About 70,000 people marched through Seoul to South Korean capital's City Hall Saturday to protest a wide range of grievances against conservative President Park Geun-hye and her government. 

South Korean riot police officers spray a water cannon as police officers try to break up protesters who try to march to the Presidential House after a rally against government policy in Seoul, South Korea, Saturday, Nov. 14, 2015. Police fired tear gas and water cannons Saturday as they clashed with anti-government demonstrators who marched through Seoul in what was believed to be the largest protest in South Korea's capital in more than seven years.

Ahn Young-joon/AP

November 14, 2015

Police fired tear gas and water cannons Saturday as they clashed with anti-government demonstrators who marched through Seoul in the largest protest in South Korea's capital in more than seven years, leaving a protester critically injured.

About 70,000 people marched from various locations in Seoul to an area near City Hall, according to police.

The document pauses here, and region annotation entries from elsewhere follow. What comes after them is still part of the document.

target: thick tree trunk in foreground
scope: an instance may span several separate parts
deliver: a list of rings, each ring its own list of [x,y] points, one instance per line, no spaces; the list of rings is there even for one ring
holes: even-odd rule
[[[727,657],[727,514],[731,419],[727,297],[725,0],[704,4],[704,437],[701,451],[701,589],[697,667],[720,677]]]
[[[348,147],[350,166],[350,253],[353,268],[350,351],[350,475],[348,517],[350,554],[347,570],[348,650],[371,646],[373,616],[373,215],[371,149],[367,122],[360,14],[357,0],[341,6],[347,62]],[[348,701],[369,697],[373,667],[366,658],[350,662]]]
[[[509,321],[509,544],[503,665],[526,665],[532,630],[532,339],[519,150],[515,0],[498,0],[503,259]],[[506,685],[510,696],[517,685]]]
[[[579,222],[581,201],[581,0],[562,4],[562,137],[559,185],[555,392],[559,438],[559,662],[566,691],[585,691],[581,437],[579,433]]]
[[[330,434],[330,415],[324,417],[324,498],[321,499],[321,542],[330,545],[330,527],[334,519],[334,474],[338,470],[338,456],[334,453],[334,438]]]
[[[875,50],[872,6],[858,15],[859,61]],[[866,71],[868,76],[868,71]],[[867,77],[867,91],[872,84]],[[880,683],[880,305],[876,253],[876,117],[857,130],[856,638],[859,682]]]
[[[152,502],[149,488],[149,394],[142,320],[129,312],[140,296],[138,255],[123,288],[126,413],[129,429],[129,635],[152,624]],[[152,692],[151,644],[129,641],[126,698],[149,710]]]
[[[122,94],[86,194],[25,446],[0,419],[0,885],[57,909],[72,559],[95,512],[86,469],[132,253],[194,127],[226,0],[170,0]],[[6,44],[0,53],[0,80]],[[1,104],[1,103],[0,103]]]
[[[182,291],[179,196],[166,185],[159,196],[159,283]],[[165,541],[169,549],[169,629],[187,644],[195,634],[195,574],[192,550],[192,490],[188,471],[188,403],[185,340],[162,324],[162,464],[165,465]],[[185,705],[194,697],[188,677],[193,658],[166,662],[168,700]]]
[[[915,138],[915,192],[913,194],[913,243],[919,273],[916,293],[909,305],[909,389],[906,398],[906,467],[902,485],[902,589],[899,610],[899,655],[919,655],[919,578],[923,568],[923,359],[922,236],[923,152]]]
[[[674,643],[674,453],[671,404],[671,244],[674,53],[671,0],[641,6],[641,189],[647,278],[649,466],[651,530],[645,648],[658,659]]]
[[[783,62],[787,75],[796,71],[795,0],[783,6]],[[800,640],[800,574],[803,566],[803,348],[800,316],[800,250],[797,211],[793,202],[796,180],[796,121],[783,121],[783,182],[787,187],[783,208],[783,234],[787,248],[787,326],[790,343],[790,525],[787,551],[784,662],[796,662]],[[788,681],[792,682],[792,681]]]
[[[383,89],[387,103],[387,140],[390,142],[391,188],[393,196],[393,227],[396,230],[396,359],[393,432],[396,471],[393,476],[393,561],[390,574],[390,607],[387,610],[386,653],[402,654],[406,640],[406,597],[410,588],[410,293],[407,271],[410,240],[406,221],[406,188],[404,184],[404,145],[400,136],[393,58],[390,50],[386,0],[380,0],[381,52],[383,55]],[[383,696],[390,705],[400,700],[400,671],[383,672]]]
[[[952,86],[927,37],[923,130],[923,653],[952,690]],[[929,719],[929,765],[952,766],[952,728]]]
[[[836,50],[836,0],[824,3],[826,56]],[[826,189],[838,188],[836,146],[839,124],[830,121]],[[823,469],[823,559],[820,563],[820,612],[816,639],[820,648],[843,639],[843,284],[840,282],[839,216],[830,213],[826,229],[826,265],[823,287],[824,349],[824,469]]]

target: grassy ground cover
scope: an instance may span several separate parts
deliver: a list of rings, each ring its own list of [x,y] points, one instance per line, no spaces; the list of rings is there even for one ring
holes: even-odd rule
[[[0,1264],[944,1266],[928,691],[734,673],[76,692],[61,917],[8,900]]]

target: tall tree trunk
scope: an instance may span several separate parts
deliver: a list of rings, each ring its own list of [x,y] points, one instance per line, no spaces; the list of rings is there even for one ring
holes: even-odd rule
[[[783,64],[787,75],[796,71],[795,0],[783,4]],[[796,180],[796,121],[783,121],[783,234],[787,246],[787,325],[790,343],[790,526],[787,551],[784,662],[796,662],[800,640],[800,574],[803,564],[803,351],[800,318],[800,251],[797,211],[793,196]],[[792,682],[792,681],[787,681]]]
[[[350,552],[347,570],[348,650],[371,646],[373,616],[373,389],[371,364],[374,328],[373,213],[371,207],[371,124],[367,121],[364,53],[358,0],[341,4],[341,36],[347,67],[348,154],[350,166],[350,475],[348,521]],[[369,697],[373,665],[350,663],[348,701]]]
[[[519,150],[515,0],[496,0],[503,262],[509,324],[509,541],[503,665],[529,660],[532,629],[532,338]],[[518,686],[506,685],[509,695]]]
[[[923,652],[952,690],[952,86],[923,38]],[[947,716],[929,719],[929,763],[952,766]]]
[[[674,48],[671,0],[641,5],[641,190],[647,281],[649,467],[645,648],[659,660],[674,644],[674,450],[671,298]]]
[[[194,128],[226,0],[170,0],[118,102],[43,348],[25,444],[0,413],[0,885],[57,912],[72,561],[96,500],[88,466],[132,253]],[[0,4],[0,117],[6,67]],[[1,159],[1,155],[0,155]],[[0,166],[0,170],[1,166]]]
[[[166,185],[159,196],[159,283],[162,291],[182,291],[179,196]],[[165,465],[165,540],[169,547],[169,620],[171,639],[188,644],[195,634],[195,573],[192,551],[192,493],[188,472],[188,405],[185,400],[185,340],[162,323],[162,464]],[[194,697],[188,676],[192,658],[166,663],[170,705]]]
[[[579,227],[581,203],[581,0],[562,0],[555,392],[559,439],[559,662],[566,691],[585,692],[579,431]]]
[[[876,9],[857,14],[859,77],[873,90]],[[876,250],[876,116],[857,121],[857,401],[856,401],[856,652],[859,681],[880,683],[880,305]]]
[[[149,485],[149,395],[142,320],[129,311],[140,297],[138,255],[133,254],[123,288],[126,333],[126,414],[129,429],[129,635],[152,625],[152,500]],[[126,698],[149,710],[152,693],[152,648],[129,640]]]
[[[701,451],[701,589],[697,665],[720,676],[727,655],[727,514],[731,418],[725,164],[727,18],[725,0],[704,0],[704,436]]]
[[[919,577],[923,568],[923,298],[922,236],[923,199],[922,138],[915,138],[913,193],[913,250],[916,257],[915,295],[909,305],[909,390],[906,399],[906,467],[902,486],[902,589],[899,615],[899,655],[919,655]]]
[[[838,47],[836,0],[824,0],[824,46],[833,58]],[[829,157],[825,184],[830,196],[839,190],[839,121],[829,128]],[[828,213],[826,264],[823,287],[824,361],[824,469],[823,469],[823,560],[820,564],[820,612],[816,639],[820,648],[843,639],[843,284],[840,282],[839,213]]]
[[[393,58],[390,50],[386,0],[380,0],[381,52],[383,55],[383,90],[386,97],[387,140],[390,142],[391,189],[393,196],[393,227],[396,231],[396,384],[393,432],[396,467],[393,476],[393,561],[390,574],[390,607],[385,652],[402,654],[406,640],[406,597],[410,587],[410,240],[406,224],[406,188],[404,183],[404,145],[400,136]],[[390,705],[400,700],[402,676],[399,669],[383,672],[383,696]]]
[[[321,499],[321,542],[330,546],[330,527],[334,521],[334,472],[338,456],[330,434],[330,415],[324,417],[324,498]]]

The demonstration stretched into the night, and police detained at least a dozen people. It was not clear how many people were injured.

The marches, organized by labor, civic and farmers' groups, brought together protesters with a diverse set of grievances against the government of conservative President Park Geun-hye, including her business-friendly labor policies and a decision to require middle and high schools to use only state-issued history textbooks starting in 2017.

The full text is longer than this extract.